Fixes:
- When rebuilding new indices, s/zext should be distributed to sub-expressions. e.g., sext(a +nsw (b +nsw 5)) = sext(a) + sext(b) + 5 but not sext(a + b) + 5. This also affects the logic of recursively looking for a constant offset, we need to include s/zext into the context of the searching.
- Function find should return the bitwidth of the constant offset instead of always sign-extending it to i64.
- Stop shortcutting zext'ed GEP indices. LLVM conceptually sign-extends GEP indices to pointer-size before computing the address. Therefore, gep base, zext(a + b) != gep base, a + b
Improvements:
- Add an optimization for splitting sext(a + b): if a + b is proven non-negative (e.g., used as an index of an inbound GEP) and one of a, b is non-negative, sext(a + b) = sext(a) + sext(b)

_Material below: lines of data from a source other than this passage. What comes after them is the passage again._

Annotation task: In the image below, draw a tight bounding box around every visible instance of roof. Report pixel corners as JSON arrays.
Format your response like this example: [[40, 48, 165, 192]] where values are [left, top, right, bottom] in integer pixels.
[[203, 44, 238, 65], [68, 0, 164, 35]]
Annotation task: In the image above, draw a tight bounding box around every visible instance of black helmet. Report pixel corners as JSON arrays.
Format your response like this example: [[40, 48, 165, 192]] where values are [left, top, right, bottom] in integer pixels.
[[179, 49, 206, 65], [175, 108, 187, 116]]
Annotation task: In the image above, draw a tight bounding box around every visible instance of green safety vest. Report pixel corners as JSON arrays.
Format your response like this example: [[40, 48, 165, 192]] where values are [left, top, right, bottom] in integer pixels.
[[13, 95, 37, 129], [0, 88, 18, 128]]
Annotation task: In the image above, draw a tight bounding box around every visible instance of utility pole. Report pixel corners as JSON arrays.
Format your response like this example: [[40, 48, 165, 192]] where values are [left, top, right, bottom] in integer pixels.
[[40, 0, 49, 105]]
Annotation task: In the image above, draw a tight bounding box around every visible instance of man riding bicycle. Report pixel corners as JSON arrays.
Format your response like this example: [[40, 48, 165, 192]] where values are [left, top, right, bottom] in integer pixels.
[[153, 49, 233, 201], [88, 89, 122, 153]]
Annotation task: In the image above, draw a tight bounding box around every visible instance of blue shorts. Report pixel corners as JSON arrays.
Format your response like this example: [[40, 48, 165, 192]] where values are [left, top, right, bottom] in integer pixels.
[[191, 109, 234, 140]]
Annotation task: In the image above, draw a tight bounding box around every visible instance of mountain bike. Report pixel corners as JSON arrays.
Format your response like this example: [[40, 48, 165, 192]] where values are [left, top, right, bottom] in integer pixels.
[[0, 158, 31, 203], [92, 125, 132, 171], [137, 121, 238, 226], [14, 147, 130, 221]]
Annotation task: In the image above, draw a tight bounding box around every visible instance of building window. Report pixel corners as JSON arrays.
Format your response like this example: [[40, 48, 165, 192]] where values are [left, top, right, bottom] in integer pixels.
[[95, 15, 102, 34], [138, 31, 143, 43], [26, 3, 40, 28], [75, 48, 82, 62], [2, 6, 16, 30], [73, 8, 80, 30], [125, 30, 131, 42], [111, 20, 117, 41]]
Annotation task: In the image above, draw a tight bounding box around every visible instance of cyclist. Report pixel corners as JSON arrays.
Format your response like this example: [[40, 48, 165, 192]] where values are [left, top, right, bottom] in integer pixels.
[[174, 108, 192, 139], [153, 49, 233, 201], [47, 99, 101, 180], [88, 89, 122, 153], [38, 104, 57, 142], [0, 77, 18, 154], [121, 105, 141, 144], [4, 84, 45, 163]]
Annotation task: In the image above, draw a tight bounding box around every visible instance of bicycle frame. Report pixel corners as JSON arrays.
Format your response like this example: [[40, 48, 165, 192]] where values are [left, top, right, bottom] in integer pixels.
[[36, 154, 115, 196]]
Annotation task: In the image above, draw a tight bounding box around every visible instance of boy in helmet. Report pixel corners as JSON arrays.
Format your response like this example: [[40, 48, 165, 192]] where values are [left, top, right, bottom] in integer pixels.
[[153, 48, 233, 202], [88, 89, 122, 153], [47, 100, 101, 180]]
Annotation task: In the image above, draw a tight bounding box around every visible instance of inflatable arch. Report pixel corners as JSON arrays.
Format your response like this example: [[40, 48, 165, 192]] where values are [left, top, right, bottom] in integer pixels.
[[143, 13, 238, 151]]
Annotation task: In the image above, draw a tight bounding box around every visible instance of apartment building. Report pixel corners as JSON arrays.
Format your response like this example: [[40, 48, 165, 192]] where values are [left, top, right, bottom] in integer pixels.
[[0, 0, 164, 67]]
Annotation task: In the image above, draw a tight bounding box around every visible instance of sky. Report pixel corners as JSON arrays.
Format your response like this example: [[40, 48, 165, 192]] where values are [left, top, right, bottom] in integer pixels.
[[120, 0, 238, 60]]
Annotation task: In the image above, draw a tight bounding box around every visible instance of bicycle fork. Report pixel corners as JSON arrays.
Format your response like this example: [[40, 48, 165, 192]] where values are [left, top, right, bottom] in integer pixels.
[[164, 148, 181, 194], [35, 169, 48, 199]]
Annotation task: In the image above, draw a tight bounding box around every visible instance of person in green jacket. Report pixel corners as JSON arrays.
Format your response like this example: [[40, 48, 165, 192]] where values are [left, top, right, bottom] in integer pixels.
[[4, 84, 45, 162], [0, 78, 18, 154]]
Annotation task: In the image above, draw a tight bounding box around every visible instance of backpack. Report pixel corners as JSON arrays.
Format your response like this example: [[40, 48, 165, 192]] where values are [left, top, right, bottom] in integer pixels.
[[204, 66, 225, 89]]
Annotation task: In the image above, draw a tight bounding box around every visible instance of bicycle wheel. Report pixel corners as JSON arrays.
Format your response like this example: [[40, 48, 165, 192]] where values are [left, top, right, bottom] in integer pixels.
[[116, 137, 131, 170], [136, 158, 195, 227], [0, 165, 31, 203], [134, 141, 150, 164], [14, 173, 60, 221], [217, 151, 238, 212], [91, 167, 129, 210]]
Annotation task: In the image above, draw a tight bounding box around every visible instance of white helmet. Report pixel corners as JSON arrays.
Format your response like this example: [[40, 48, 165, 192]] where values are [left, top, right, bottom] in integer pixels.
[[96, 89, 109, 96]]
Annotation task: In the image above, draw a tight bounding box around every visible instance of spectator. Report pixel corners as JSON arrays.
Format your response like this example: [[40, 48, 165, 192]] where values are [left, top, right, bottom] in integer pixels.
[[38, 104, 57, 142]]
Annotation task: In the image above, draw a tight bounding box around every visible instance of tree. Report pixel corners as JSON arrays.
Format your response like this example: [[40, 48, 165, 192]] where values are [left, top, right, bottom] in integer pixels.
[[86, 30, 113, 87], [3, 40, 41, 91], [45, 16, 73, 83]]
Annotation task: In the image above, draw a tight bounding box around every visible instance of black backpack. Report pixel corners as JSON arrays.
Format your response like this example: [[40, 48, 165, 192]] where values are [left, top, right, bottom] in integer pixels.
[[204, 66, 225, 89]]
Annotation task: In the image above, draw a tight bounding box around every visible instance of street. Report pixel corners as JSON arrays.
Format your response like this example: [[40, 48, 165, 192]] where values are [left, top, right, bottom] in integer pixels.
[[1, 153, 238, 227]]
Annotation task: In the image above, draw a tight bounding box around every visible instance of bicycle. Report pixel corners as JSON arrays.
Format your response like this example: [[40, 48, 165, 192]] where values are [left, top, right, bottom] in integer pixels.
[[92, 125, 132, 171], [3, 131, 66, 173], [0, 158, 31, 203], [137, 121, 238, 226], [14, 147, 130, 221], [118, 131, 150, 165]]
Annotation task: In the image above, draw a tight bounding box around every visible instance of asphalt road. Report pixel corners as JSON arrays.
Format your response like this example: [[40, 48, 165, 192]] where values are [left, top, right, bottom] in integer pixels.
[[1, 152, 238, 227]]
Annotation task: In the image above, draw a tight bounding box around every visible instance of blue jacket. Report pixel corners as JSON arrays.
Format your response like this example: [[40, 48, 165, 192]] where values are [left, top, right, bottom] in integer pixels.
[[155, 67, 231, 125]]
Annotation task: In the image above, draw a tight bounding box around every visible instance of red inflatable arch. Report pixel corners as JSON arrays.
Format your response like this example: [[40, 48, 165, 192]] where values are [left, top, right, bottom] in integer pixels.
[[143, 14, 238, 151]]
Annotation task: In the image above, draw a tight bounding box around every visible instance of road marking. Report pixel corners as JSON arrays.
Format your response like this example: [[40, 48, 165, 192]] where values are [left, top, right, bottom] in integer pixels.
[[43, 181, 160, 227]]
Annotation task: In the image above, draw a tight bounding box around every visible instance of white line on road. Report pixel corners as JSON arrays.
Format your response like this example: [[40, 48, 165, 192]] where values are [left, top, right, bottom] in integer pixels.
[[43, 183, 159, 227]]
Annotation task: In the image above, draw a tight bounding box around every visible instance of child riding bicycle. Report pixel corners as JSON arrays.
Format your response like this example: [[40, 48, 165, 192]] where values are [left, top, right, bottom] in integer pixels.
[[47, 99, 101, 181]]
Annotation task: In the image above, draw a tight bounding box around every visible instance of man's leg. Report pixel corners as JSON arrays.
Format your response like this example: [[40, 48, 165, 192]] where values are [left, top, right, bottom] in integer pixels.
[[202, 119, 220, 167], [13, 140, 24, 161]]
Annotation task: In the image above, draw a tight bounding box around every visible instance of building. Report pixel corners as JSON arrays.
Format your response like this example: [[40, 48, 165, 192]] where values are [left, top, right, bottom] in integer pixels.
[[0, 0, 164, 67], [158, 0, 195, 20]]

- Function Distributable checks whether both sext and zext can be distributed to operands of a binary operator. This helps us split zext(sext(a + b)) to zext(sext(a) + zext(sext(b)) when a + b does not signed or unsigned overflow.
Refactor:
- Merge some common logic of handling add/sub/or in find.
Add many tests in split-gep.ll and split-gep-and-gvn.ll to verify the changes we made.
Are XOR and AND handled properly? OR is limited to cases where it is equivalent to add so no problem there, but it seems like hoisting a constant out of a XOR or AND expression would be problematic.